Pilot (Seefahrt)
Als Piloten wurden in der Seefahrt auf der Iberischen Halbinsel und auch in anderen romanischen Ländern vom 15. bis 17. Jahrhundert die Männer bezeichnet, deren Aufgabe und Verantwortung darin bestand, mit ihrer Seemannschaft Besatzung, Passagiere, Frachtgut und Schiff an den angesteuerten Bestimmungsort zu bringen.
Dieser Artikel konzentriert sich auf die portugiesischen Piloten bzw. auf die im Dienste der portugiesischen Könige fahrende Piloten anderer Nationen (Galicier, Katalanen, Genuesen, Venezier u. a.), da sie die ersten waren, die umfangreiche Kenntnisse erwarben, um die Seefahrt im Atlantik zu meistern. Sie wurden so zu den eigentlichen Protagonisten der Entdeckungsfahrten auf der Suche nach dem Seeweg nach Indien um das Kap der Guten Hoffnung herum. Im 15. und 16. Jahrhundert waren besonders die portugiesischen Piloten auf Grund ihres Wissens eine kleine, in Europa sehr gefragte Elite der Seefahrt.
Aufgaben
Der Pilot, dem auf den größeren Schiffen oft als Gehilfe ein sota-piloto (Hilfspilot) beigegeben war, hatte das Schiff zu führen. Der Begriff bezeichnet aber nicht nur Schiffsführer, sondern hauptsächlich die Person an Bord, die für Seemannschaft steht, da die portugiesischen Kapitäne dieser Zeit sehr häufig keine Seeleute waren. Es waren die Piloten, die das seemännische Wissen hatten, um Schiffe und Mannschaft ans Ziel der Reise zu bringen. Man sollte Piloto unübersetzt lassen, denn Navigator, Steuermann, Lotse oder Schiffsmeister treffen zwar zu, erfassen aber immer nur Teilbereiche der Aufgaben eines Piloto.
Ausbildung
Die Pilotos wurden durch die portugiesische Krone nicht nur ausgewählt, sondern erhielten in deren Diensten auch eine umfangreiche nautische Ausbildung. Diese umfasste
- die Navigation auf hoher See, Kosmografie, das Lesen und Anfertigen von Seekarten, Astronomie, Geografie und Mathematik;
- Kenntnisse in der Beherrschung nautischer Instrumente wie Astrolabium, Jakobsstab, Quadranten oder Kompass,
- das Studium der Strömungen und Windverhältnisse in verschiedenen Seegebieten zu unterschiedlichen Jahreszeiten.
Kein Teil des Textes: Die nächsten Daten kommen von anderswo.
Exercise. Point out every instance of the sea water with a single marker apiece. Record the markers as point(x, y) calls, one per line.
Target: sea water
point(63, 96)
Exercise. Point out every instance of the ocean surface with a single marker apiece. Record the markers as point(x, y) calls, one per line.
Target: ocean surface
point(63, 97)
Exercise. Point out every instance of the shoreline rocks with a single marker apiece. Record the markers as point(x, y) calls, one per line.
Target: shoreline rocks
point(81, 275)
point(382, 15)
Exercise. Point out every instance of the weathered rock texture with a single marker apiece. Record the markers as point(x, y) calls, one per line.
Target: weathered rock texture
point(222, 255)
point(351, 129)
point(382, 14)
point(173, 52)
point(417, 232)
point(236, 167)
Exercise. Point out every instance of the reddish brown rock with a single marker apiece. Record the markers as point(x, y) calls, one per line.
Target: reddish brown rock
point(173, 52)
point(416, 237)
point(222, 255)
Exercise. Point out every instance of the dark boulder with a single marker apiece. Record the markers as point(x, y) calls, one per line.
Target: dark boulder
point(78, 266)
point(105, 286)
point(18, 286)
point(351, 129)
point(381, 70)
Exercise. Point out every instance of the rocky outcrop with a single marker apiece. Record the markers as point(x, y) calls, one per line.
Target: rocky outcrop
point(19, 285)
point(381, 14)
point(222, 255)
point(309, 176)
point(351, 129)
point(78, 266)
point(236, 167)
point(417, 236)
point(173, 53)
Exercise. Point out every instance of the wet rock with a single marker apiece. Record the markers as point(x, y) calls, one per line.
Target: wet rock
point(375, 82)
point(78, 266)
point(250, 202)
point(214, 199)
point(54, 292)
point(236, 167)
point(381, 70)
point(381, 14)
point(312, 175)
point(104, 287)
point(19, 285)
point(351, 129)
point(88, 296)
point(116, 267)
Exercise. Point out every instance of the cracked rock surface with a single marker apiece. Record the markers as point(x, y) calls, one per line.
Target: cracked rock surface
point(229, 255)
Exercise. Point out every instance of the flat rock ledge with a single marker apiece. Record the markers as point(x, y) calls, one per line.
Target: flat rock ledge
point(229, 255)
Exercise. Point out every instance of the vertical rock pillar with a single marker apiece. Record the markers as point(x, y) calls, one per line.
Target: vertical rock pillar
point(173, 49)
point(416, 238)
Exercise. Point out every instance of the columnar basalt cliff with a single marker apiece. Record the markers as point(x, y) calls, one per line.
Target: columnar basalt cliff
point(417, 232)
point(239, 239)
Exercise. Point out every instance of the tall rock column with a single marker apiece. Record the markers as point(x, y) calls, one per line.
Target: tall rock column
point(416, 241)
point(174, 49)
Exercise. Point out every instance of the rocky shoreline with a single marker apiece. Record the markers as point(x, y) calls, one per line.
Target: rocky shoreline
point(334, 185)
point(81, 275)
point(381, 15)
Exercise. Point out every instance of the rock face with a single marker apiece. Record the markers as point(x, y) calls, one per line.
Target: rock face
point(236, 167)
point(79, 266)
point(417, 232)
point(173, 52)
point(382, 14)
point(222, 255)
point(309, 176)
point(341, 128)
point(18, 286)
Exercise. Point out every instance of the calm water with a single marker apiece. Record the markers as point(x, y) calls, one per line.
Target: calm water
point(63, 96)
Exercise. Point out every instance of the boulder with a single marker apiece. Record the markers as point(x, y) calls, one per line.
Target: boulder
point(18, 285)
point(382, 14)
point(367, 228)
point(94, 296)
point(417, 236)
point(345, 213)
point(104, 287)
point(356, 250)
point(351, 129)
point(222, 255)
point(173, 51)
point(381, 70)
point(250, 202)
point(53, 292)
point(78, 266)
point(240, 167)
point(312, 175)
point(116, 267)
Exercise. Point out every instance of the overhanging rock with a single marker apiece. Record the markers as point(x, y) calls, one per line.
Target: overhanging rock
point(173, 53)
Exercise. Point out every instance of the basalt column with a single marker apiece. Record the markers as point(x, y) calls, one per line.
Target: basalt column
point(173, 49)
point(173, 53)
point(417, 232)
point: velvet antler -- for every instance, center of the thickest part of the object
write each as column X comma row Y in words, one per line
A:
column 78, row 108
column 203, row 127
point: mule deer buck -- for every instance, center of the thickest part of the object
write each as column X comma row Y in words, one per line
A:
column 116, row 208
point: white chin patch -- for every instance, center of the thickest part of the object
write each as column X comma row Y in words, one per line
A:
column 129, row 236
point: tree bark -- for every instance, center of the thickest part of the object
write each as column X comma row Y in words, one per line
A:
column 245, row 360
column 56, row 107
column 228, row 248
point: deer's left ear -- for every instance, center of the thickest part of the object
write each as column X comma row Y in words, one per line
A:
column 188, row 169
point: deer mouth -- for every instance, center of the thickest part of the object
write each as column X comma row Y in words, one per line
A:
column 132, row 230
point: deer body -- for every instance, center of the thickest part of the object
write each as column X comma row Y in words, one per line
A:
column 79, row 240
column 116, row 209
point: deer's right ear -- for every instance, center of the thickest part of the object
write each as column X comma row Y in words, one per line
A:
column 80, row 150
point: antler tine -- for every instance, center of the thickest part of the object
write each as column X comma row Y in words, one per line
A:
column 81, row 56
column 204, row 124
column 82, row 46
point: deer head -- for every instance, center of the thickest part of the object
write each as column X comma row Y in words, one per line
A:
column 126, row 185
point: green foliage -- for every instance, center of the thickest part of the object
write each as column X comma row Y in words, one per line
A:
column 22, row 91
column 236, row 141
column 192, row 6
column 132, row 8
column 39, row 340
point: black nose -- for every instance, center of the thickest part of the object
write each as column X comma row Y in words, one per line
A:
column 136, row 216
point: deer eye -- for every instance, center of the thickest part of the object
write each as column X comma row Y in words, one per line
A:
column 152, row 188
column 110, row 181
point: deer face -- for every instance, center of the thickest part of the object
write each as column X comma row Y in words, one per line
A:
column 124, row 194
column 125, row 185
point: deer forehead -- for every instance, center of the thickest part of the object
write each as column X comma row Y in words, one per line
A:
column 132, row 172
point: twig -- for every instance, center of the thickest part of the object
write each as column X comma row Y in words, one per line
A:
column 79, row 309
Großer Wert wurde auf die praktische Ausbildung der zukünftigen Piloten auf den Schiffen gelegt, wobei Kenntnisse im Stauen der Ladung bzw. der Beurteilung des Trimms, in der Einschätzung der in den verschiedenen Situationen notwendigen Besegelung oder bei der Bestimmung des Kurses und der Beurteilung der Wind- und Wetterverhältnisse vermittelt wurden.
Welch hohen Stellenwert die Ausbildung im 16. Jahrhundert erreicht hatte, verdeutlicht zum Beispiel die Tatsache, dass es zu den Aufgaben so bekannter Astronomen wie Pedro Nunes oder Tomás da Orta gehörte, Piloten ihr astronomisches Wissen zu vermitteln.
Verpflichtung zur Geheimhaltung
Die Krone verpflichtete ihre Piloten dazu, so genannte roteiros anzufertigen, das sind Aufzeichnungen, in denen die neuen Küstenlinien und die angrenzenden Gewässer, besondere Landmarken (Berge, Klippen, Flussmündungen u. a.) sowie Untiefen, Sandbänke, Naturhäfen usw., aber auch die jeweiligen Strömungs- und Windverhältnisse sowie die entsprechenden Segelanweisungen auf einer Reise exakt vermerkt wurden.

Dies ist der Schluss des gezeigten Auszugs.